E allora, per quali ragioni si assiste a un così parossistico allarmismo sull’immigrazione, non solo da noi, ma anche nel resto dell’Unione? Le ragioni sono diverse. La prima che il tema dell’immigrazione clandestina è diventato un tema politico prioritario sia in Italia che, inaspettatamente, in Germania. Da noi l’azione muscolare del ministro dell’Interno Matteo Salvini crea uno stress a livello di governo e di opinione pubblica che non si era mai visto nel nostro Paese, neppure ai tempi della crisi dell’Euro.
L’incidenza dell’immigrazione sulle politiche interne
Ragioni elettoralistiche e di equilibri di potere dentro il governo sembrano prevalere sulla realtà dei fatti: di fronte cioè agli effetti positivi (il drastico calo degli sbarchi) delle decisioni del precedente ministro dell’Interno Marco Minniti. In Germania, come è noto, è un altro ministro dell’Interno, Horst Seehofer,a portare in primo piano il tema dell’immigrazione, questa volta sul tema dei richiedenti asilo che entrano in Germania dalSsud dell’Europa. Ma anche in questo caso la questione è più di lotta di potere fra il boss della Baviera, Seehofer, e l’indebolita cancelliera Angela Merkel.
In altre parole, il tema dell’immigrazione è essenzialmente un fattore prioritario di lotta politica nazionale ed è proprio questa sua caratteristica a trasformarlo in un elemento di disgregazione nell’UE. Ogni Paese, dall’Ungheria all’Olanda, dalla Spagna alla Svezia, guarda più agli effetti politici interni che alle conseguenze di questa cacofonia nazionalistica sul futuro della coesione dell’Ue.
Lo si è visto ancora una volta nel caos delle rivendicazioni e proposte portate nell’ambito del mini-summit di domenica a Bruxelles, che nelle intenzioni di Junker e della Merkel doveva creare un clima favorevole alle decisioni da prendere nel Consiglio europeo successivo.
L’effetto della mancanza di strumenti di governo dell’immigrazione
Proprio dall’esame di questi episodi si intuisce quale è la debolezza di fondo della politica di immigrazione dell’Ue: la quasi totale mancanza di strumenti di ‘governo’ di questo fenomeno e il ritardo con cui si è costretti ad intervenire dall’inizio della crisi migratoria nel 2015 (la rotta balcanica) ad oggi.

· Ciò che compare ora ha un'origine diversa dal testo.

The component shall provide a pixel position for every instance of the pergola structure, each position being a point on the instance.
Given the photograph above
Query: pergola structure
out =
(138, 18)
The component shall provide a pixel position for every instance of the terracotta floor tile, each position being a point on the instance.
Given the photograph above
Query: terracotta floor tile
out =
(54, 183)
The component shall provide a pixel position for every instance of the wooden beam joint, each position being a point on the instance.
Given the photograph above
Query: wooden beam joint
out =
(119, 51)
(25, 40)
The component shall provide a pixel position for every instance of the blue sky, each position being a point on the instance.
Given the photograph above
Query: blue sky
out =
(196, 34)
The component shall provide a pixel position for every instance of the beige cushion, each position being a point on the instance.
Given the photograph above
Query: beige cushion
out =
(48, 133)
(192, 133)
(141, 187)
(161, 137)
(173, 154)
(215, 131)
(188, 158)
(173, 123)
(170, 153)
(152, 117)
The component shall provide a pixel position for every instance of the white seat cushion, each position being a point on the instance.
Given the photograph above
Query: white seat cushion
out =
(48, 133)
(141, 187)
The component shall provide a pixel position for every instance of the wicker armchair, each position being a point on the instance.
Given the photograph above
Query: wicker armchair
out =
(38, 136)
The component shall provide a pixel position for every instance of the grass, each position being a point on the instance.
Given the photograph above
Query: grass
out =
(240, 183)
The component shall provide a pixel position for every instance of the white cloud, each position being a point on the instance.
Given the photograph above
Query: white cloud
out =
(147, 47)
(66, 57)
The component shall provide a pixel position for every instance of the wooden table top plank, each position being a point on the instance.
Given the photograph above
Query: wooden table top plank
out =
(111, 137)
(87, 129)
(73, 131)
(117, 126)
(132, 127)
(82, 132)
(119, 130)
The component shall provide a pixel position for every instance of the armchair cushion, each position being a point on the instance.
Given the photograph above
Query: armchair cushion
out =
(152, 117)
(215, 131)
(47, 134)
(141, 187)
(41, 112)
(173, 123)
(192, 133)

Paradossalmente, al suo confronto le difficoltà dell’Euro sono state di gran lunga inferiori, sia per la presenza di criteri e di meccanismi di convergenza sia per l’azione di un vero strumento di ‘governo’, la Banca centrale europea.
Nel campo dell’immigrazione abbiamo un pessimo accordo di Dublino, una pseudo-guardia di frontiera, una debole missione navale comune e pochi aiuti per l’Africa. Difficile quindi governare un fenomeno complesso come quello dell’immigrazione senza istituzioni e politiche europee appropriate. …

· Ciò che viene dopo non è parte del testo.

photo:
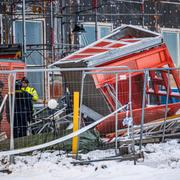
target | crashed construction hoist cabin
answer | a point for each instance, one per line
(137, 49)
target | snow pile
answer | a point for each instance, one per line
(162, 161)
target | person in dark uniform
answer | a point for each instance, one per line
(1, 97)
(23, 109)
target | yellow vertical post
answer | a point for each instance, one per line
(75, 122)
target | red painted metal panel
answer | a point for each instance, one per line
(151, 113)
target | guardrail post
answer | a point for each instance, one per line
(143, 106)
(75, 123)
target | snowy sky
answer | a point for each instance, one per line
(162, 162)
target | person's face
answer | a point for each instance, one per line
(24, 84)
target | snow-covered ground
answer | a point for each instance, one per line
(162, 162)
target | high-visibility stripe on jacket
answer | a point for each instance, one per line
(32, 92)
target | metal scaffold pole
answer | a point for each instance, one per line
(24, 30)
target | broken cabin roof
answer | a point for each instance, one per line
(123, 41)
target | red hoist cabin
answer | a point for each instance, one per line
(137, 49)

… Il tema quindi, al di là delle polemiche sui populismi e sovranismi, che pure campano e fioriscono su queste problematiche, rischia davvero di mettere a repentaglio il futuro dell’Ue. Temiamo infatti che si avveri la profezia di alcuni studiosi nel dire che l’Ue non crollerà sull’Euro, ma potrà liquefarsi sull’immigrazione.

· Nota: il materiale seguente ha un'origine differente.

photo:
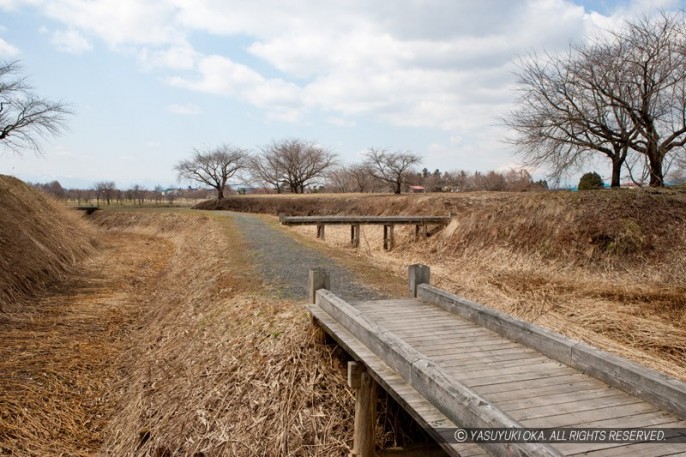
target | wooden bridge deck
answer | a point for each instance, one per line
(379, 220)
(486, 373)
(388, 222)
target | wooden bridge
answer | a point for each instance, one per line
(459, 368)
(389, 222)
(87, 209)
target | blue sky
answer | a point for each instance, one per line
(149, 80)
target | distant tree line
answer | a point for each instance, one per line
(358, 178)
(620, 98)
(298, 166)
(106, 193)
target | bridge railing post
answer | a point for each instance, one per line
(388, 237)
(355, 235)
(318, 279)
(417, 274)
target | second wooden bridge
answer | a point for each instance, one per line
(421, 224)
(458, 366)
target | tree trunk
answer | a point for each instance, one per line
(616, 172)
(657, 178)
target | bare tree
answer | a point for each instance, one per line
(25, 117)
(564, 118)
(106, 191)
(654, 82)
(617, 94)
(351, 178)
(267, 169)
(292, 163)
(213, 167)
(391, 167)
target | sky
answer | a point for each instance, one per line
(150, 80)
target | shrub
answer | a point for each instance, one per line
(591, 181)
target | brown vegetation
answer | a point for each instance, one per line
(163, 341)
(605, 267)
(40, 240)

Non vediamo purtroppo un soprassalto di consapevolezza e volontà di affrontare radicalmente questo problema nel prossimo Consiglio europeo: già si parla di rinvio delle decisioni in autunno sotto presidenza austriaca. Ma procrastinare le decisioni rischia di complicare ulteriormente le cose: la lezione dell’Euro e del ritardato intervento nel caso greco dovrebbero costituire un campanello d’allarme. Però sembra che nessuno abbia orecchie per sentirlo”.